Modal tabungan tersebut membuatnya menjadi salah satu pendiri perusahaan Kwik Hoo Tong Handelmaatschappij (KHT) pada tanggal 17 Juli 1894. Perusahaan tersebut didirikan bersama 4 saudara Kwik sendiri. Selama berbisnis, Kwik pandai melobi banyak pemodal dan berhasil mendapatkan pinjaman dari Bank Sentral Hindia Belanda, de Javasche Bank (DJB), serta bank-bank lainnya.
Selama berbisnis, KHT fokus pada perdagangan gula dan beras, dengan memiliki banyak pabrik gula di Jawa Tengah dan mengendalikan supply chain beras di Jawa. Kesuksesan KHT membuat perusahaan ini masuk dalam 5 perusahaan terbesar di dunia pada tahun 1920.
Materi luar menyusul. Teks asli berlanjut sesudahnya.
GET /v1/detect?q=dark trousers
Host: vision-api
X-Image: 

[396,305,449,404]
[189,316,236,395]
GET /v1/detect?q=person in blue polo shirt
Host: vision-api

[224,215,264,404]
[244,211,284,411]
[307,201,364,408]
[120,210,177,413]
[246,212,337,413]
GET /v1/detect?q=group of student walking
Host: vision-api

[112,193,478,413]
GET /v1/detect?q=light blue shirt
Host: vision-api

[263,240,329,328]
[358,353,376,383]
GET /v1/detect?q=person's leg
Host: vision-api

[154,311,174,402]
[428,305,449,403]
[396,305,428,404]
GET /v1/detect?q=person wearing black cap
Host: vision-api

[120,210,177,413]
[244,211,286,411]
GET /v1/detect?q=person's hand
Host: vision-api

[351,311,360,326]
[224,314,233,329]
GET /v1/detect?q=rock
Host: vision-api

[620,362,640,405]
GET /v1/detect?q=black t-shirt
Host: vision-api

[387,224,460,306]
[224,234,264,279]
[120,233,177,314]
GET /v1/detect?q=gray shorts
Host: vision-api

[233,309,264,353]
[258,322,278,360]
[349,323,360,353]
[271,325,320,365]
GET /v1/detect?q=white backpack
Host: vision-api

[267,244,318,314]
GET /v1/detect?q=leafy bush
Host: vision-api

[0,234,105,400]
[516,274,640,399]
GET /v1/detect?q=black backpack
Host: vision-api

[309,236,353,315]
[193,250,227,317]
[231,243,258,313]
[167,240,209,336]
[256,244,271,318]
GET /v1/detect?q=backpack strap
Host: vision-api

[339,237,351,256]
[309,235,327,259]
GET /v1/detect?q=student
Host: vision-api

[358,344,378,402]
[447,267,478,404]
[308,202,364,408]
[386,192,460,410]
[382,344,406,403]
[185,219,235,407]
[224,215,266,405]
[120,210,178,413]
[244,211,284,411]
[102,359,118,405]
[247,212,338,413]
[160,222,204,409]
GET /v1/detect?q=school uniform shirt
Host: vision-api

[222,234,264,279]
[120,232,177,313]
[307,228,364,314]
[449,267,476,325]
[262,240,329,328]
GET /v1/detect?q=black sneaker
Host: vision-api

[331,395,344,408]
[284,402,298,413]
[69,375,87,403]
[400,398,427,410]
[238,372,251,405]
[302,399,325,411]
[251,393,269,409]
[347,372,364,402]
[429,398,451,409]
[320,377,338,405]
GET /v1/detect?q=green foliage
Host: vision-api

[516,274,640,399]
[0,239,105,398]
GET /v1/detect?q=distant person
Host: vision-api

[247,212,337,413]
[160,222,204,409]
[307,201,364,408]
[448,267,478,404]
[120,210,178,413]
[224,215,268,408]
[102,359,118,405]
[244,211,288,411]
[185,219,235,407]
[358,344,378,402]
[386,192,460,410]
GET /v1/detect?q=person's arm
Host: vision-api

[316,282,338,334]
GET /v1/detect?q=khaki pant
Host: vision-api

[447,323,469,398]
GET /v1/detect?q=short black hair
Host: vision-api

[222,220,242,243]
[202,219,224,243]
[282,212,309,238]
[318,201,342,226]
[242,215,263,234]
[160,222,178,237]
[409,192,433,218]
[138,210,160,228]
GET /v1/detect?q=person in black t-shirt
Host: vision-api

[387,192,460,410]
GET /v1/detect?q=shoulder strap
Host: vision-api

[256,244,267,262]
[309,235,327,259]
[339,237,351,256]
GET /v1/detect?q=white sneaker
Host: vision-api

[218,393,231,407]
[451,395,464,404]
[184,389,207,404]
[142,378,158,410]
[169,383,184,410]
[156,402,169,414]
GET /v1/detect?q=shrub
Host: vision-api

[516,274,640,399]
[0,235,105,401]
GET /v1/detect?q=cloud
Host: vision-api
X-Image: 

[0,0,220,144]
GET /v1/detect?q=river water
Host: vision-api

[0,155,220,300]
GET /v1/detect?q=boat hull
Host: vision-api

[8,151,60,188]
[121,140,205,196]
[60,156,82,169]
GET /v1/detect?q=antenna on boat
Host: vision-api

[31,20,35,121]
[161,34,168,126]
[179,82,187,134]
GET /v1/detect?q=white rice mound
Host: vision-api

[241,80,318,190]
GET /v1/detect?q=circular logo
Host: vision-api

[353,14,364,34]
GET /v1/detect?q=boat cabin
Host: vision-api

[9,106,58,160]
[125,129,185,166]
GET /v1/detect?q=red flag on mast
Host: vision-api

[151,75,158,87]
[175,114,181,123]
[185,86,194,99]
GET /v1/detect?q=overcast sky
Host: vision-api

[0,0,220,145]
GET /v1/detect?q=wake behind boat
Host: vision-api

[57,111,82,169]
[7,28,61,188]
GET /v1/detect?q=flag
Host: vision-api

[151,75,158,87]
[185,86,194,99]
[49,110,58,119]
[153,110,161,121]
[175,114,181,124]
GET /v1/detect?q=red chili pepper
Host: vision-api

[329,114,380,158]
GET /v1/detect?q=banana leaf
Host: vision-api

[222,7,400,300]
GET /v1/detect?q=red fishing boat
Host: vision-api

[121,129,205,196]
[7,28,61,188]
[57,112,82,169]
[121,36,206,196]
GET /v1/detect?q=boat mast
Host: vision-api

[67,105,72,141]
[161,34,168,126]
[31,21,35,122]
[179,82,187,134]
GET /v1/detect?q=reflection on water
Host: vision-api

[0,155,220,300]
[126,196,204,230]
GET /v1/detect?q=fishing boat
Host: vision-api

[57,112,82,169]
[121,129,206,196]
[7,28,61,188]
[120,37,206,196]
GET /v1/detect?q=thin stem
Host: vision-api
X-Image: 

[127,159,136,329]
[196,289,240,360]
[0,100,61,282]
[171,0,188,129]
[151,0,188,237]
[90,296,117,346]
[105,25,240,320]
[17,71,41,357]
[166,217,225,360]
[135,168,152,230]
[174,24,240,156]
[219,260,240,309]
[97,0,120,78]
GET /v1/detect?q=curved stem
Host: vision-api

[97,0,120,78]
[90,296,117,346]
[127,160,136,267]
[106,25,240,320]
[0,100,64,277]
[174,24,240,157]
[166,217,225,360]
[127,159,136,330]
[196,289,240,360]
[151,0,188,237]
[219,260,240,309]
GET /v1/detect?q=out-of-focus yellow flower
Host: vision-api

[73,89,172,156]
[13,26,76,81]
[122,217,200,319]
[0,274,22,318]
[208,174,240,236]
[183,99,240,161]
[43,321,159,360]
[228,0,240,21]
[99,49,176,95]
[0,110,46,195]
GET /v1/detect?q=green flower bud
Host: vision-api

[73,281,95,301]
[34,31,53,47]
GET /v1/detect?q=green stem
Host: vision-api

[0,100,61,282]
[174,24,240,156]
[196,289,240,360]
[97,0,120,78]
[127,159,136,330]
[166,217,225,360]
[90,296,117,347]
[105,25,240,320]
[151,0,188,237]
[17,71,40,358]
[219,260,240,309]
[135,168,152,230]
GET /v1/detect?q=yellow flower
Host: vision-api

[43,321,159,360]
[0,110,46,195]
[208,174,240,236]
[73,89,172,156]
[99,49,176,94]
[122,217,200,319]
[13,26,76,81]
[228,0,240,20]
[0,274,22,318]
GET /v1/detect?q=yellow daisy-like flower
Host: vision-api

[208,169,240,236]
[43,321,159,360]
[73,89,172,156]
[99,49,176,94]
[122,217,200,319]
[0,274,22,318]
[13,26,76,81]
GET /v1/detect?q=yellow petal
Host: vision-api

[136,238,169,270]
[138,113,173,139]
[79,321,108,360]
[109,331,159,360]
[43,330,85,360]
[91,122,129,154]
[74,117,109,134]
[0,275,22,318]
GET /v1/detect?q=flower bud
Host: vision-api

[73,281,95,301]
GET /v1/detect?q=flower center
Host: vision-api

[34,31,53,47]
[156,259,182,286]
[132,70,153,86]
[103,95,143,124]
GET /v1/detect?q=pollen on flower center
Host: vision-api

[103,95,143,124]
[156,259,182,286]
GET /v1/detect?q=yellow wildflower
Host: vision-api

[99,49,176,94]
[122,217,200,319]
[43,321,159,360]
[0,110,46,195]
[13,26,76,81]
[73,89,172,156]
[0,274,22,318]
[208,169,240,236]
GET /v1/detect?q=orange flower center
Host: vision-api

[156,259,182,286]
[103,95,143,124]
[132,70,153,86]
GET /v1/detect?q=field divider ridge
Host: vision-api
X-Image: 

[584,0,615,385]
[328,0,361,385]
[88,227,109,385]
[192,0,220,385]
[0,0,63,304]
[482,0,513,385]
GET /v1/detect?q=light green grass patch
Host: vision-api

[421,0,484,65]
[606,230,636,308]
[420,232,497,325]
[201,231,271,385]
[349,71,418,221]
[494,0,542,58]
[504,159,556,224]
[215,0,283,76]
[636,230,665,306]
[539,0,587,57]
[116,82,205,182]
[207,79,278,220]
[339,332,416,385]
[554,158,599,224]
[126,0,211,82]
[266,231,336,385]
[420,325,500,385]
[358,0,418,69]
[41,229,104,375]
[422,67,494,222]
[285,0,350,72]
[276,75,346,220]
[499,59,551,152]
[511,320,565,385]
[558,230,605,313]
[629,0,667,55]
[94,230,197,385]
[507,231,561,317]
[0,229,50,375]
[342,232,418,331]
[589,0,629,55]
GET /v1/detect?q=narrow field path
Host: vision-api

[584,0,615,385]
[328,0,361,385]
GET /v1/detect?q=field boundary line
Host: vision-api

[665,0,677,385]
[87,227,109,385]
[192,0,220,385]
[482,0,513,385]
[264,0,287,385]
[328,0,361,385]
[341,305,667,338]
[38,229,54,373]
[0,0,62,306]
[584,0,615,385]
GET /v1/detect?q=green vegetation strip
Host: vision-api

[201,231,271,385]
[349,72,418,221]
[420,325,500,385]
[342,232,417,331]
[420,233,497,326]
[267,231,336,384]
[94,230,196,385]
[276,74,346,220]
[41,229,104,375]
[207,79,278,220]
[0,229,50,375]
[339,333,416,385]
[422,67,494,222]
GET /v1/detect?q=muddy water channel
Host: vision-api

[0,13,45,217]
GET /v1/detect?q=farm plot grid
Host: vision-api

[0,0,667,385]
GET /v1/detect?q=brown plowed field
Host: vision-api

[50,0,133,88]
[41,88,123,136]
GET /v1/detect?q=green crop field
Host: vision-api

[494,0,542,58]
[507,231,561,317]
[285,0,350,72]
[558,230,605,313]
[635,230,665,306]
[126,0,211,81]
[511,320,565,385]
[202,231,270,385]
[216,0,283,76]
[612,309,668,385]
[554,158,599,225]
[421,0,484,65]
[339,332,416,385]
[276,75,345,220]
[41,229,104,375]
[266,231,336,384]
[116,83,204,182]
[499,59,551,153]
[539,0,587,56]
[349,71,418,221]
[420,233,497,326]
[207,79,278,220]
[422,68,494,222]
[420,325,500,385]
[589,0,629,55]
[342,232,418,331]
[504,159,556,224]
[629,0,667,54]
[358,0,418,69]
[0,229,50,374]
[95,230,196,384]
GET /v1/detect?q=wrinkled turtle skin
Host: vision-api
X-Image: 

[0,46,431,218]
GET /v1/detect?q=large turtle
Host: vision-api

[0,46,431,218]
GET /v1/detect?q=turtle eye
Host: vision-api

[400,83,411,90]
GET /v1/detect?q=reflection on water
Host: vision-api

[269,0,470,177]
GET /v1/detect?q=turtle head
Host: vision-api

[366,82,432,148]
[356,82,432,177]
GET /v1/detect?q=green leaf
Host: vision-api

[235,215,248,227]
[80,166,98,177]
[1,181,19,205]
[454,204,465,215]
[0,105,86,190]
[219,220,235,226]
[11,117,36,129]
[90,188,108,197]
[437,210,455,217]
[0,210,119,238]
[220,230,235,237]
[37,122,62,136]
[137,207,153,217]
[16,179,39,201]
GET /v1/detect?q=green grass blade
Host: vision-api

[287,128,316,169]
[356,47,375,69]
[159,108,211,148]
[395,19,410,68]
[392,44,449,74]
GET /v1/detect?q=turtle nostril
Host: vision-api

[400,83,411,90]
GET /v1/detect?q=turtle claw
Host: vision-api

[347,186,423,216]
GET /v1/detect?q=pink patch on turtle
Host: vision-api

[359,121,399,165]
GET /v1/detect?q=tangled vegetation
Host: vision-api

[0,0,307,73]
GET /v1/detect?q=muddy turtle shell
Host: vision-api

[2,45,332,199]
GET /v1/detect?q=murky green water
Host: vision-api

Pada titik ini, Kwik juga sukses membangun kerajaan bisnis di berbagai kota di Indonesia, China, hingga Jepang. Dia juga aktif berinvestasi di berbagai perusahaan dan bank, menjadikannya sebagai investor terkemuka pada masanya. Namun, kesuksesannya terhenti tragis ketika perang dunia membuat ekspor gula merosot dan KHT terlilit utang.
Bangkrut Terlilit Utang
Pergerakan bisnis KHT di tangan Kwik berbasis kredit dari bank, dengan utang mencapai jutaan gulden. Namun, pada tahun 1925, terjadi penurunan tajam harga gula dunia yang mengakibatkan kerugian bagi KHT dan menumpuknya utang yang tidak bisa dibayar. Ancaman bangkrut semakin nyata saat pada tahun 1934-1935, seluruh bank menuntut pembayaran utang yang tak terbayar dan mulai melucuti aset KHT.
Pada akhirnya, setelah 40 tahun membangun kerajaan bisnis, Kwik menyerah. KHT dinyatakan bangkrut dan asetnya diambil alih oleh DJB, namun tidak cukup untuk melunasi utangnya.
Demikianlah kisah tragis Kwik Djoen Eng, ‘Raja Gula’ yang membangun dan menjatuhkan kerajaan bisnisnya di Indonesia.